Are Rent-to-Own Homes a Good Idea?
Few home buyers are able to purchase a home without going through the traditional route of securing a necessary mortgage. For first-time homebuyers, the process can be more difficult as lenders will want to see a solid credit history before issuing any loan. In most instances, all that exists is a rental history. For those with no credit, bad credit, or not enough saved for a down-payment, other alternative paths to home ownership become more appealing. One such alternative is what’s known as a rent-to-own.
A rent-to-own situation is an agreement that exists between a landlord and a renter (lessor/lessee) to enter into a contract for the purchase of a home at a future date that stipulates the right or obligation to buy. If a renter decides to move forward with this route, how does the process work? What are the associated risks?
The Process of Rent-to-Own
In a rent-to-own contract, the renter agrees to pay a one-time, nonrefundable fee also known as an “option fee”, usually between 2.5% and 7% of the purchase price. This is what gives the renter the option to buy after a set lease term.

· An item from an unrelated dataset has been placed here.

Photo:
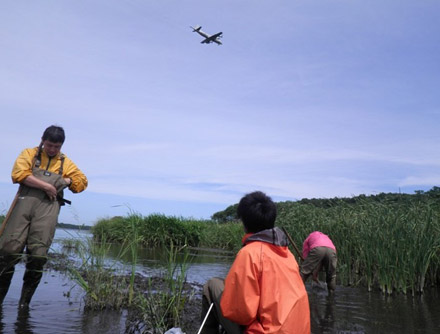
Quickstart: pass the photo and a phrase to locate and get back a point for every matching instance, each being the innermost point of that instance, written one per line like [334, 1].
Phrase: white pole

The renter pays further monthly rent as they would under a standard lease, but a percentage can be negotiated and used as deposits toward the purchase price. The lessor can also charge a higher than market rent and apply the difference towards the purchase. Sometimes, no rent will be applied, and the renter can simply get the first right to purchase.
The additional part of the process is the option for the renter to purchase when they are ready or when the contract expires. It’s important to fully understand a contract as some come with a very-risky obligation to purchase, while others simply provide the option or right to buy.
The contract usually sets the price at current market value or higher to account for future market expectations. These can be structured by the lessors/landlords to include built-in increases for every year of a lease.
If the renter exercises the option to buy, they will still need to use traditional methods to secure a mortgage. Under a lease-option, the renter can still choose to walk away, though any money paid to that point will be forfeited. Lease-purchase contracts still stipulate the renter’s obligation to purchase, whether they can afford to or not.
Rent-to-own agreements can be ideal for those who want to move into a particular home but for various reasons, are not ready to purchase. However, they are not for everyone and potential candidates should do the necessary research to make sure such agreements make financial sense.